Another First for Post Communist Hungary


by S. Olidort - BUDAPEST, HUNGARY

January 8, 2003

“As a native of Budapest and a survivor of the Holocaust, the rejuvenation of the Hungarian Jewish community and other Jewish communities throughout Central Europe following the decimation the Jewish community suffered under Nazi Germany, is one of the most deeply gratifying developments I can imagine.”

These sentiments, expressed by Congressman Tom Lantos of California, were shared by many in the audience, eyewitnesses to the first Orthodox rabbinical ordination to take place in this central European country since the pre-war era, when Hungary was a thriving center of Jewish learning.

The event, laden with historic significance, drew the attention of major political figures in Hungary and the U.S. Sixty years after its near-annihilation, Hungarian Jewry is finally on the rebound, and the ordination this week, of Rabbi Shlomo Koves, a native of Budapest, gave evidence of an impressive revival here.
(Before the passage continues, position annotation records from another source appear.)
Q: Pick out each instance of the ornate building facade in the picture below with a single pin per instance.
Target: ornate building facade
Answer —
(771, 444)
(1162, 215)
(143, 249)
Hundreds converged at the Shas Chevra Lubavitch Synagogue, the oldest synagogue in Budapest, where the former Israeli Chief Rabbi Mordechai Eilyahu led the ceremony in conjunction with Rabbi Yehuda Yeruslavsky, Director of Beis Din Rabonei Chabad in Israel and Budapest’s Chabad Rabbi Baruch Oberlander, as Hungarian President Dr. Ferenc Madl, and Budapest’s Mayor Gabor Demzky, looked on.

Rabbi Oberlander, himself the son of Hungarian Holocaust survivors, noted that the event marked a turning point for Hungary’s Jewish population of 100,000. “The tide is finally turning,” says Rabbi Oberlander, “and a new generation of Jews is expressing interest in traditional, authentic Judaism,” he says, referring to the newly ordained rabbi.

Born into a family that had been assimilated for generations, except for a long line of distinguished rabbis on his maternal grandmother’s side, Koves’s interest in Judaism was self-motivated, and led him to undergo a circumcision procedure in a local hospital at age 12. But without spiritual guidance, Koves didn’t know what the next step should be. After he met up with Chabad several months later, Shlomo became a regular at Chabad, and was soon affectionately dubbed “the Oberlander’s eldest son.” After studying at Chabad’s yeshiva here, Koves continued his studies in Pittsburgh, New York, Paris, and most recently Israel where he was ordained as a mohel and sofer (scribe).

Founded in 1989, Lubavitch of Hungary came onto the scene at a time when traditional Judaism was reserved for the elderly as their children and grandchildren, haunted by the shadow of the Holocaust and communism, shied away from Jewish association. In the years since, the Oberlanders have succeeded to draw the young generation’s interest in Jewish education and communal life. Today, some 60 children are enrolled in the local Or Avner schools; with growing interest in the Pesti Jesiva, a center for advanced Judaic studies, and an open Jewish University scheduled to commence this February, Jewish education is once again on the rise in Hungary. Chabad’s synagogue attracts a daily minyan and some 19,000 families receive a periodical and monthly journal, both published at the Lubavitch publishing house in Hungary.

A gala dinner following the ceremony at the Budapest Marriot Hotel, celebrated 13 years of Chabad in Hungary. Hungary’s Minister of Education, Dr. Balint Maygar, addressed the guests, and spoke with pride of this event, alluding to his own Jewish identity and of his mother as a holocaust survivor. But it was the President’s brevity at the ceremony that spoke to the magnitude of the event: "I feel that I cannot add anything to this special event. I would feel honored just being able to take part in it." And so he did, for more than an hour and a half, a keen observer to the triumph of Judaism and the Jewish spirit.